Hooper took CBS 2 around his house, where it was hard to distinguish the river from his backyard.

“Right now, we’ve lost two furnaces, a 75-gallon hot water tank,” he said.

This is the 15th time Hooper’s home has flooded in the past decade.

“This one came real fast,” he said. “This is the fastest I’ve ever seen.”

The river crested at about 7.5 feet Saturday, but by Sunday evening, it was just above 5 feet.

“I very thankful, because now, something could be done,” he said.

Sandbags are up at three locations in Des Plaines – Big Ben Drive and Hawthorne Lane, Christ Church at Cora and Henry Avenues, and River Road at Howard Street.

Back in Riverside, the National Weather Service predicts now that most homes will avoid significant flooding.
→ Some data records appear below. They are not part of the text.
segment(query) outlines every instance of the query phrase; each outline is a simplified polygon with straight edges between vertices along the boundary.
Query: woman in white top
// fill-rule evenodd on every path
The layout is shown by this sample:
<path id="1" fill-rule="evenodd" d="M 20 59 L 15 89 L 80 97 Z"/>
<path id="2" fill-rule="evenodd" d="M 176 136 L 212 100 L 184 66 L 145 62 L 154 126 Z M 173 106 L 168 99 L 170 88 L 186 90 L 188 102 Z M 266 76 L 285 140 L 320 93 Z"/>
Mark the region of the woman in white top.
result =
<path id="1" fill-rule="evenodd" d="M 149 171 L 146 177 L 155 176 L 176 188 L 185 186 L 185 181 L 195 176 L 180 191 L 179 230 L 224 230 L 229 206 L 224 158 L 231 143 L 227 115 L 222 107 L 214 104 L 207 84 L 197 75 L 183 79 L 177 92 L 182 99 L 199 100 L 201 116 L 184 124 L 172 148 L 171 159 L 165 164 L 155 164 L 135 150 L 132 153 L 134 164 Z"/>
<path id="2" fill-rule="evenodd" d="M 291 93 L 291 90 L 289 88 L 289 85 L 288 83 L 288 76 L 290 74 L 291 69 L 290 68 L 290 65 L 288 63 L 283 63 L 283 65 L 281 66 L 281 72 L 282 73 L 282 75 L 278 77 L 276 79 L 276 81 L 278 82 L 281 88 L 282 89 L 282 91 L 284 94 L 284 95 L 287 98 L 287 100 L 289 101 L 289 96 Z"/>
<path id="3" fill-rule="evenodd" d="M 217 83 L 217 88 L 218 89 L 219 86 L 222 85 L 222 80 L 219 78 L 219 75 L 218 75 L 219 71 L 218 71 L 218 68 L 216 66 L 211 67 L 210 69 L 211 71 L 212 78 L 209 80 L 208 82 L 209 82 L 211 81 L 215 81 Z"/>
But park areas and forest preserves were already flooded Monday morning.

The storms over the weekend – particularly the round that swept through between about 1 and 3 a.m. Saturday – caused serious problems all around the area.

Around 160,000 ComEd customers lost power because of the storm, although unlike another violent storm two weeks ago, the vast majority had their power restored within the day.

Flooding was also widespread. The Fire Department had to rescue two semi-truck drivers who had to stand on top of their trucks as they became stranded in more than 10 feet of water on Interstate 57, the Sun-Times Media Wire reported. Flooding also forced many CTA buses to reroute from Lake Shore Drive.

At least one fire in the city, and two in Naperville, were believed to be caused by lightning from the storm.

Around 2 a.m. Saturday, a fire broke out in the two-story home at 1617 W. Byron St. in the West Lakeview neighborhood, and in the wee hours Sunday, fires broke out at 5423 Switch Grass Lane and 2520 Freeland Ct. in Naperville, each causing hundreds of thousands of dollars in damage, the Sun-Times Media Wire reported.

CBS 2 Meteorologist Megan Glaros says conditions are expected to be cooler, drier and less humid on Monday and Tuesday, with highs in the mid- to upper 80s. But highs return to the low 90s on Wednesday and Thursday, and there is a chance of thunderstorms every day from Wednesday through Friday.

Already, this is the second wettest July in history, with 9.04 inches through Sunday. The only year with more rainfall in July was 1889 – when the World’s Columbian Exposition was four years in the future – and when 9.56 inches of rain fell.